We’ll look in depth at the top three systems from the region in this article and have added another dimension to the analysis by looking at the overall and parameter specific performance in the World Bank’s Doing Business report of these countries.
We’ve already seen some challenges on the tax and accounting front that the country imposes on entities operating within their framework in the second article of this series. These mostly relate to the multi-level and multi-rate tax system making it difficult for even well-intentioned companies to ensure full compliance.
Brazil is not an easy place to do business either. The country ranks a low 123 among 190 nations evaluated for the Doing Business survey. And supporting the TMF Group’s assessment on a complex tax structure is the country’s rank of the ‘paying taxes’ parameter in the Doing Business survey, where it ranks 181 – placing it among the bottom 10.

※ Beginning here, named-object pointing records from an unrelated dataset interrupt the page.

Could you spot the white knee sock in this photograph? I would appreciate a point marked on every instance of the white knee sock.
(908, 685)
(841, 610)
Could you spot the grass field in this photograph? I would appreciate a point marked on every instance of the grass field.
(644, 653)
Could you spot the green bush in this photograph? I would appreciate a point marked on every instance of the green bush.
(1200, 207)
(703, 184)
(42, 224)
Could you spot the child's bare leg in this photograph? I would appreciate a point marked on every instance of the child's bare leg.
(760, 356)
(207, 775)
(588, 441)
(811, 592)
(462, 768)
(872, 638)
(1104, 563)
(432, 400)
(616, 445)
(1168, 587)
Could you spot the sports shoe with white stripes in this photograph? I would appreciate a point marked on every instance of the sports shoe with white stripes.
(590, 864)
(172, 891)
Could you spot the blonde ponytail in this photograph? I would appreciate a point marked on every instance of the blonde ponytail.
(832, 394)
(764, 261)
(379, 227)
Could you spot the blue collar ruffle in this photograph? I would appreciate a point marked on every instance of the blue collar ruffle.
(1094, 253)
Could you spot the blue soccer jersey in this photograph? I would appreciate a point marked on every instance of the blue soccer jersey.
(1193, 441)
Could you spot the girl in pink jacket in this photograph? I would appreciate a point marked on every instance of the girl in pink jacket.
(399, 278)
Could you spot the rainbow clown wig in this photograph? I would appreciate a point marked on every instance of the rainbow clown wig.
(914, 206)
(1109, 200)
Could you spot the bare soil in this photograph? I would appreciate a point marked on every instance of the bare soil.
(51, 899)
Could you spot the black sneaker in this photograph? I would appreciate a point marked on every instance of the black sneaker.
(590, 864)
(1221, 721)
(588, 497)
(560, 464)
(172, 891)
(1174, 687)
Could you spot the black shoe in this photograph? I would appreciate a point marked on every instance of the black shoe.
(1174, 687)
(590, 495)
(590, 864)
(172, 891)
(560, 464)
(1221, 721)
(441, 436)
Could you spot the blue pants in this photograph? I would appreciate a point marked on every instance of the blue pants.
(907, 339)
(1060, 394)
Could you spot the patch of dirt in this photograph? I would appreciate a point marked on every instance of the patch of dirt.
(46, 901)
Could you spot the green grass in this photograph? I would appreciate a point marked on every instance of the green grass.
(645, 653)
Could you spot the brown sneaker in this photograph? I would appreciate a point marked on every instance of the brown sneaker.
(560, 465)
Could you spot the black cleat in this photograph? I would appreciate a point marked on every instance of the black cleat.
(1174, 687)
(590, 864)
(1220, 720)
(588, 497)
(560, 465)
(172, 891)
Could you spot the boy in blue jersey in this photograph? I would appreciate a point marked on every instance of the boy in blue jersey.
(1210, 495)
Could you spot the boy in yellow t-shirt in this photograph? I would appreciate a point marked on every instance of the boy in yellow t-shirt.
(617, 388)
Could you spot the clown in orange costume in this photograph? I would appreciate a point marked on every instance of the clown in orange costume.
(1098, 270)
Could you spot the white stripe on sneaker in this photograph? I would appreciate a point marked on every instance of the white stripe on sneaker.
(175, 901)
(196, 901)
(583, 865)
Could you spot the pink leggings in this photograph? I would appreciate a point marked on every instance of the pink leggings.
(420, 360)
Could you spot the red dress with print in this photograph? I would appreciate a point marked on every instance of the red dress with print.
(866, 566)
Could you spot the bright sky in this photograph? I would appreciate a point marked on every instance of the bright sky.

As far as future developments in its tax system are concerned, the Complexity Index report observes that it could become even more complex in the short-term referring to the move to a more controlled automatic tax reporting system. But it remains positive about the longer-term implications of some initiatives like eSocial.
A major reason which makes Colombia’s tax system difficult is the wording of its tax rules, which allows for different interpretations, according to the 2017 Financial Complexity Index report. The report also noted that though Colombia transitioned to IFRS in 2016, some differences between accounting and tax books remain.
Further, requirement of adherence to strict rules like keeping commercial documents for 20 years and tax ones for five years add to the complexity of the system.
Among the three countries from the Americas in the top 10 most complex global tax and accounting systems, Colombia is the best place to do business, ranking 53 among 190 nations. In fact, the country is the second best in the world on the ‘getting credit’ parameter. However, ‘enforcing contracts’ and ‘paying taxes’ remain challenging areas for the country and both are detrimental to conducting business.
The Complexity Index report outlines that the country is continuing to undertake tax reforms. Starting this year, the number of declarations required to be submitted have been reduced. Further improvements will make the country stand out, especially in Latin America.
Double-taxation issues plague Argentina due to tax collection being spread across multiple jurisdictions of the national, provincial, and municipal governments.
The Complexity Index report highlighted that even though several firms have moved to the IFRS regime, companies which are regulated by entities other than the National Value Commission (CNV), like financial institutions and insurance companies, are not permitted to apply the standards.
Meanwhile, according to the Doing Business report, ‘paying taxes’ is the parameter that the country has fared quite poorly in, ranking 178th among 190 countries.
The Complexity Index report anticipates reforms to the tax system, specifically regarding possible reductions in taxes on salaries and banking.